Under the terms of the offer, TRC Capital would buy 2.5 million of Teva's ordinary shares, or about 0.4 percent of the company, in the form of American Depository Shares, at a price of $37.80 per share, which is 3.8% below the $39.31 Nasdaq closing price of the ADS on April 19, the day prior to the date of the offer.
"I don't think someone will accept this low offer and sell," Erez said, noting that Teva was still trading at an attractive share price and investment houses might be looking into acquiring minority stakes of 4% to 5%. "Teva's shares are trading at a low level. This might change and shares will go up if the company's report on 2006 guidance scheduled for May 10 is good."
TRC Capital's offer will expire on May 19.
A mini-tender is an offer to buy securities from a company's shareholders at a discount to the price at which the shares are currently trading. The Securities and Exchange Commission has issued an investor alert regarding these mini-tender offers, noting that in making the offers at below-market prices bidders are "hoping that they will catch investors off guard if the investors do not compare the offer price to the current market price."

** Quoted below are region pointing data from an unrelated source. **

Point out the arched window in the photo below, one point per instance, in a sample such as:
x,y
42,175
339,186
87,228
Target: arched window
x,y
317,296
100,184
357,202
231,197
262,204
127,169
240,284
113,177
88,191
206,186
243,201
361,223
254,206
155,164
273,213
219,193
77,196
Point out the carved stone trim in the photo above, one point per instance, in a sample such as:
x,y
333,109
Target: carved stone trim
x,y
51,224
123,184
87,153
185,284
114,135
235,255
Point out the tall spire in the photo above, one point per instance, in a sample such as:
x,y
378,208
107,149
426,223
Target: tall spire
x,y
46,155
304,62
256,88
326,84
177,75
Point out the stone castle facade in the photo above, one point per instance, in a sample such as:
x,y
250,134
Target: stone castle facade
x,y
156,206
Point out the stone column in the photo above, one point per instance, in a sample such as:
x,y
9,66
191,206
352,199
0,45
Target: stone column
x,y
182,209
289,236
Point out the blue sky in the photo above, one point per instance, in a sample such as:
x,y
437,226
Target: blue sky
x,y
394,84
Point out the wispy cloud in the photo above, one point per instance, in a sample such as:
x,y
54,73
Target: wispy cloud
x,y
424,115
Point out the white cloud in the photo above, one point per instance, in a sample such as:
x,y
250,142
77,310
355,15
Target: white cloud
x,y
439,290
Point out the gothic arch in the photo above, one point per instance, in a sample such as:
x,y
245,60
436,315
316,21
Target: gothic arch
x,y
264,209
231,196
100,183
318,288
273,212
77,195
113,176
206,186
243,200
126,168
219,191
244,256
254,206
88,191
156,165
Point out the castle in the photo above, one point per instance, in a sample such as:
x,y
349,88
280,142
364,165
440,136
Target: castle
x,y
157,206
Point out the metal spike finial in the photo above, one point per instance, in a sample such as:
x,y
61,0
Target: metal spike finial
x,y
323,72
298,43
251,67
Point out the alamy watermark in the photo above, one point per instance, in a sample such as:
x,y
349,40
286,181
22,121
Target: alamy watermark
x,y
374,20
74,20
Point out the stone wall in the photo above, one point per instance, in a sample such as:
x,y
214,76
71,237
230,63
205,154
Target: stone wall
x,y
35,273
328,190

Toronto-based TRC Capital has made numerous such mini-tender offers. The company has previously approached Schering-Plough Corporation, Abbott Laboratories and, most recently, Anheuser-Busch and Chevron Corporation.
These offers are devised to seek less than 5% of a company's outstanding shares, thereby avoiding many procedural and disclosure requirements of the SEC because they are below the agency's threshold for providing such disclosure and procedural protections for investors.